# Checklist experiments

## <a href=#bookmark1>Minimum Functionality Test</a>

## <a href=#bookmark2>Invariance Test</a>

## <a href=#bookmark3>Directional Expectation  Test</a>

## <a href=#bookmark4>Conclusion</a>

In [None]:
import torch
from transformers import DistilBertTokenizer
from training import DistillBERTClass
import spacy
import numpy as np
import pandas as pd

from torch import cuda
device = 'cuda' if cuda.is_available() else 'cpu'


import nltk
nltk.download('omw-1.4')

In [None]:
tokenizer = DistilBertTokenizer.from_pretrained(
    'distilbert-base-uncased',
    do_lower_case=True
)

model = DistillBERTClass()
model = torch.load("./model/trained_model.pt",map_location=torch.device('cpu'))
MAX_LEN = 160

In [3]:
# A function that uses the trained model to predict for a single sentence.

def sentence_prediction(sentence: str):
    max_len = MAX_LEN
    tweet = str(sentence)
    tweet = " ".join(tweet.split())
    inputs = tokenizer.encode_plus(
            tweet,
            None,
            add_special_tokens=True,
            # max_length=max_len,
            padding=True
            # pad_to_max_length=True,
        )

    ids = inputs["input_ids"]
    mask = inputs["attention_mask"]


    ids = torch.tensor(ids, dtype=torch.long).unsqueeze(0)
    mask = torch.tensor(mask, dtype=torch.long).unsqueeze(0)

    ids = ids.to(device, dtype=torch.long)
    mask = mask.to(device, dtype=torch.long)

    outputs = model(ids=ids, mask=mask)

    outputs = torch.sigmoid(outputs).cpu().detach().numpy()
    return outputs[0][0]


def predict_proba(inputs):
    p1 = np.array([sentence_prediction(x) for x in inputs]).reshape(-1, 1)
    p0 = 1 - p1
    return np.hstack((p0, p1))

## Example of prediction using the model.


In [4]:
# a disaster tweet

sentence_prediction("South Japan is experiencing some earthquakes right now!")

0.99887425

In [5]:
# not a disaster tweet

sentence_prediction("This movie is a complete disaster!")

0.43723223

In [6]:
# Required checklist imports

# Creating a wrapper for the prediction function as required by the Checklist package.

import checklist
from checklist.editor import Editor

editor = Editor()
from checklist.test_types import MFT, INV, DIR

from checklist.pred_wrapper import PredictorWrapper

wrapped_pp = PredictorWrapper.wrap_softmax(predict_proba)

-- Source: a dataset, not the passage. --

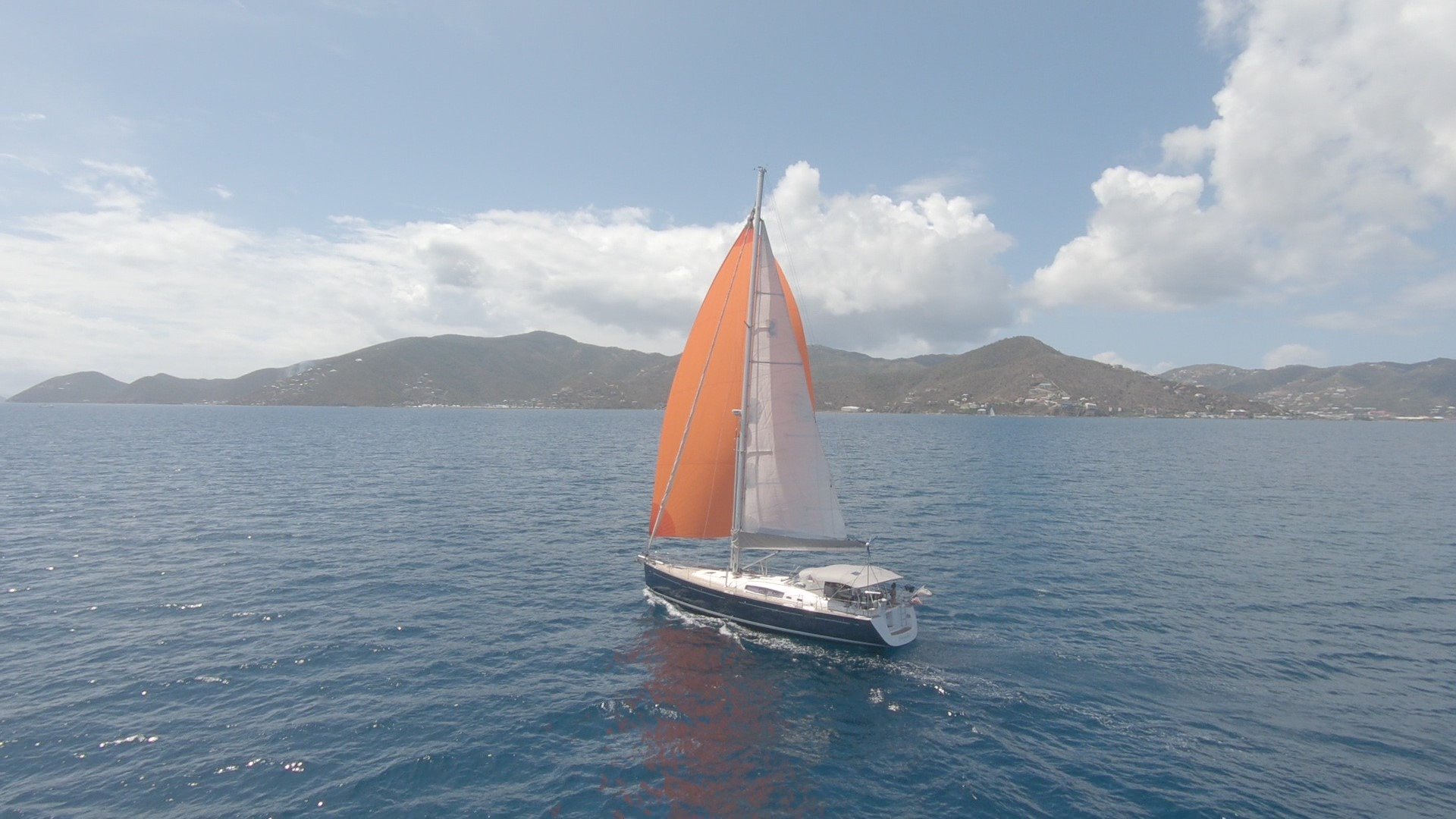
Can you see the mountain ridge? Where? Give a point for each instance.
(1018, 375)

# Minimum Functionality Test <a name='bookmark1' />

## 1)

Using  : "<*city_name*> is under attack" as a template. This template indicates a type of "disaster tweet". It tests basic functionality of the model to predict positive class.

The checklist uses various city names in its lexicon to generate data and test the model against the generated data.

In [7]:
samples_1 = editor.template(
    '{city} is under attack.',
    remove_duplicates=True, 
    nsamples=150,
    labels=1)


test_1 = MFT(samples_1.data, labels=samples_1.labels, name='Different_cities_countries', capability = 'NER',
          description='Different city names')

Printing a few example data generated :-

In [8]:
print(test_1.data[0])
print(test_1.data[1])
print(test_1.data[2])

Saint Paul is under attack.
Houston is under attack.
Atlanta is under attack.


In [9]:
test_1.run(wrapped_pp)
test_1.summary()

Predicting 150 examples
Test cases:      150
Fails (rate):    0 (0.0%)


In [10]:
test_1.visual_summary()

TestSummarizer(stats={'npassed': 150, 'nfailed': 0, 'nfiltered': 0}, summarizer={'name': 'Different_cities_cou…

100% success rate here.

## 2)

Using :" <*country_name*> starts talks to open a nuclear plant." as template.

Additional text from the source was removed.